Dave Woodhall comments on the latest blow to local-themed radio.
The departure of Carl Chinn from Radio WM has come as a bit of a surprise. He’s well-known and his audience fits the station’s demographic. I don’t know how popular his Sunday lunchtime show was, or which way the audience figures had gone recently, but Carl’s departure is another setback for any hopes that the region may enjoy a properly representative media presence. The show wasn’t exactly cutting edge, innovative radio. It wouldn’t win many awards. That, though, isn’t the point.
Carl Chinn’s show couldn’t have been made anywhere else, or broadcast in any other region. It was a local show, for local people, and if that sounds like a slight then it isn’t meant to be. It’s what local radio should be about. As with all of his work, Carl made ordinary people realise that their lives were worthy of recognition. He championed the area, its cultures and its people. That’s exactly what the remit of a local radio station, of any local media outlet, should be.
I’d like to think that Carl will be replaced by a new arrival at WM, bringing with them a fresh approach and an innovative show. Instead, there will inevitably be yet another reactionary chat-show or more bland musical output, fitting in with the station’s outlook of unchallenging conformity. Looking at their weekday scheduling, sport apart there isn’t a programme that couldn’t be broadcast from, and to, any other part of the country. Only the place names differ.

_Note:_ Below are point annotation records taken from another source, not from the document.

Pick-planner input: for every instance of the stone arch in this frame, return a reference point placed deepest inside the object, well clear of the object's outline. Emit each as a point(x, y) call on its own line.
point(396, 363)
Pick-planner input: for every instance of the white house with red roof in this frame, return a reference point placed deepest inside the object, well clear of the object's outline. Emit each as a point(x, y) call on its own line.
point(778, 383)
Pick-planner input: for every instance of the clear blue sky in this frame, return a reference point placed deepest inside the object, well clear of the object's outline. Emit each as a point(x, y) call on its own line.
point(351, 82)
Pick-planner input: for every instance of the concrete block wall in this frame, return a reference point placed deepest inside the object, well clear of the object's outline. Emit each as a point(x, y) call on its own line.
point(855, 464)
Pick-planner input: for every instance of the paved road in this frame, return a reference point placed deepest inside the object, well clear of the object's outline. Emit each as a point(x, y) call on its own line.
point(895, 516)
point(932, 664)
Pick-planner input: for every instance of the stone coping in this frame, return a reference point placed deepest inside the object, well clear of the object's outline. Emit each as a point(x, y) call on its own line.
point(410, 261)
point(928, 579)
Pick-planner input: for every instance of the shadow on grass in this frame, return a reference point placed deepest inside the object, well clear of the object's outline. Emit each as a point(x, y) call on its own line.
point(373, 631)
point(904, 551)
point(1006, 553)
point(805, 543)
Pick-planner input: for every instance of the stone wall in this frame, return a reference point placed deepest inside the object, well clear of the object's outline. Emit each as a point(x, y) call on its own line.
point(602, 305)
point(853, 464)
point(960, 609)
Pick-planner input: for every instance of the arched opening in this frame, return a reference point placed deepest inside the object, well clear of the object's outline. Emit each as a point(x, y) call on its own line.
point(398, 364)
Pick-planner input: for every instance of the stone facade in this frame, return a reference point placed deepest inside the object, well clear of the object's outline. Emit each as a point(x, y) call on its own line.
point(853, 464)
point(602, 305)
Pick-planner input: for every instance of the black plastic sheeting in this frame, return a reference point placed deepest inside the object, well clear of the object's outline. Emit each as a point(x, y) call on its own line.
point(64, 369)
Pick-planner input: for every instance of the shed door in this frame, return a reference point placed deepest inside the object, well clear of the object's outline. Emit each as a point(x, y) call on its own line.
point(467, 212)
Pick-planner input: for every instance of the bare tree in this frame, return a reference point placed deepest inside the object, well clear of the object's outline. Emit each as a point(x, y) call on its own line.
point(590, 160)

In an interview with the Mail that followed his departure from WM, Carl asked where the young local presenters were coming through. It’s a fair point, because there’s little sign on that station, or for that matter any of the other stations ostensibly aimed at local listeners, of any emerging new talent. Local radio should be a breeding ground for future stars yet, Adrian Goldberg apart, there isn’t any presenter with the spark of originality that marks a good broadcaster – and Adrian first worked for WM over a decade ago. They’re not championing local talent, they’re cutting back on local-orientated programming. What, then, is the point of Radio WM?